ドーフェンと共に、校舎裏が見える位置に移動する。普段授業をしている校舎とは別の建物から見下ろす形ね。
メリーア様にも事情を説明し、同行して頂いたわ。1人でいる時間を作らない為ね。
クレスディア殿下とゼルヴィーサ様は2人で寮に向かわれたから、心配事は今のところ無いわね。
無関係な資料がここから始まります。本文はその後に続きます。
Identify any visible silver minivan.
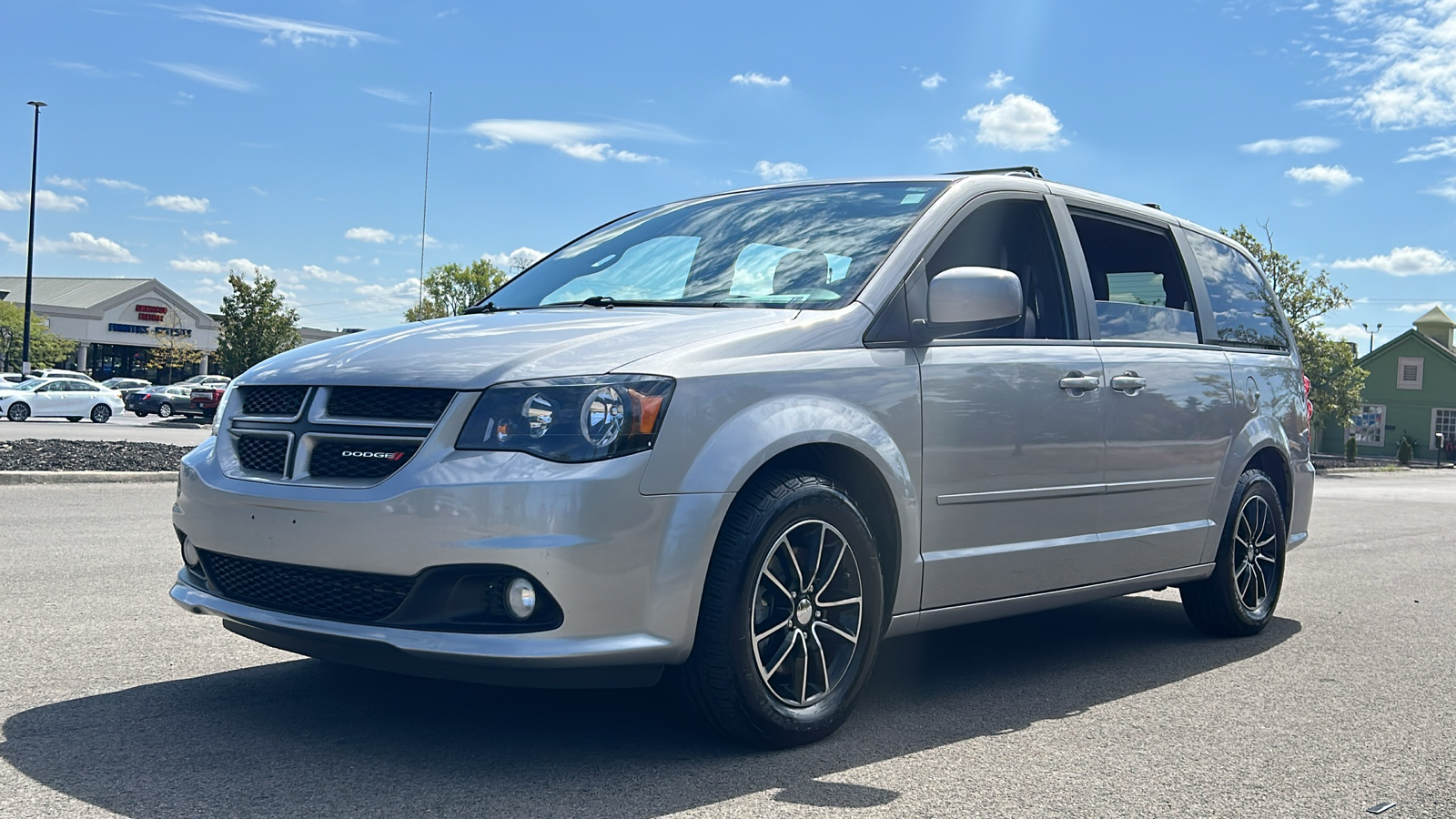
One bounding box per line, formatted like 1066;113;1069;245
172;167;1313;746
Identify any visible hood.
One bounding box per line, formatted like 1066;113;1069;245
246;308;798;389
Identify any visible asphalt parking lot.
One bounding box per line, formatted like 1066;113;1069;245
0;469;1456;819
0;412;209;446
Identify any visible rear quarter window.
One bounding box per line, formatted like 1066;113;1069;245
1187;232;1289;349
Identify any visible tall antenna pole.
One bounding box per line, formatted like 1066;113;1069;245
417;92;435;313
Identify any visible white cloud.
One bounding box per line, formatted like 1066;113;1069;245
1390;301;1456;315
469;119;682;163
359;87;415;105
1421;177;1456;203
966;93;1067;150
46;174;86;191
0;230;140;264
926;133;961;153
0;188;86;213
728;71;789;87
753;159;810;182
1316;0;1456;130
344;228;395;245
480;247;546;272
986;68;1016;89
95;177;147;194
1403;137;1456;160
303;264;359;284
147;194;209;213
1330;247;1456;277
167;258;277;277
1239;137;1340;153
177;5;389;46
153;63;258;92
1284;165;1363;194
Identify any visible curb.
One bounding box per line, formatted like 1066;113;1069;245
0;470;177;487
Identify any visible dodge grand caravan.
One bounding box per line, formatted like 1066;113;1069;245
172;167;1313;746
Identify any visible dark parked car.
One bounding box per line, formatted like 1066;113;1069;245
100;378;151;398
126;386;192;419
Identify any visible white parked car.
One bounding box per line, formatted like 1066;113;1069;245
0;379;124;424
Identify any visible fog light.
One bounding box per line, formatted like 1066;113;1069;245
505;577;536;620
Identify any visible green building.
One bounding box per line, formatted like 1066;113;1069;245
1320;308;1456;460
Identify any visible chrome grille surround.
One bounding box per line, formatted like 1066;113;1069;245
218;385;460;488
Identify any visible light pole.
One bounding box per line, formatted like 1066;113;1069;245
20;100;46;376
1360;322;1385;353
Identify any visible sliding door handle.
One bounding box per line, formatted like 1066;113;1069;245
1057;370;1102;395
1112;370;1148;395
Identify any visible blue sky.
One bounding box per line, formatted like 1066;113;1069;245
0;0;1456;341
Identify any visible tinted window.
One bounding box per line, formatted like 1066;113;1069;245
927;199;1073;339
1187;232;1289;349
490;182;946;309
1072;211;1198;344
午後の授業が終わってから十数分経っているからか、既に誰かが待っている様子。
よく見てみると、ライラとよく居る女子生徒ね。


「彼女が?」
「ああ。手紙を渡してきた生徒に間違いない。」
「ドーフェン…、彼女1人よ?」
「うっ…。見た限りでは1人だが、レアが筆跡を見て判断したんだ。俺の所為じゃないだろう?」


メリーア様の仰る通り、裏で待っていたのは女子生徒1人だった。本物の告白だった可能性が出てきたわね…。
とはいえ、ドーフェンが責任を押し付けてくるとは。
ドーフェンは私達といる時、あまり商人としての顔を見せない。常に警戒の意識があるのかポーカーフェイスだけは崩さないけれど、今のように口達者な彼とは思えない言葉を口にすることがあるのよね。心を許してもらえている証でもあるから、悪い気はしないけれど。
ふと辺りを見渡すと、彼女以外に人影が見えた。


「レディに責任転嫁とは酷いわね。行かないと決めたのはドーフェンじゃない。しかしメリーア様、彼女の左奥、建物に隠れている者がいますよ。」


3人で窓を覗きながら、私が指差した方向を見る。そこには、見慣れた人の姿があった。


「……行かなくて正解だった。」
「そのようね…。」


建物の影に隠れていたのは、他でもないライラだった。
これで確定ね。けれどメリーア様の時と同じで、行かなければあらぬ噂を広められる可能性がある。
私たちは顔を見合せて、頷く。考えていることは同じようね。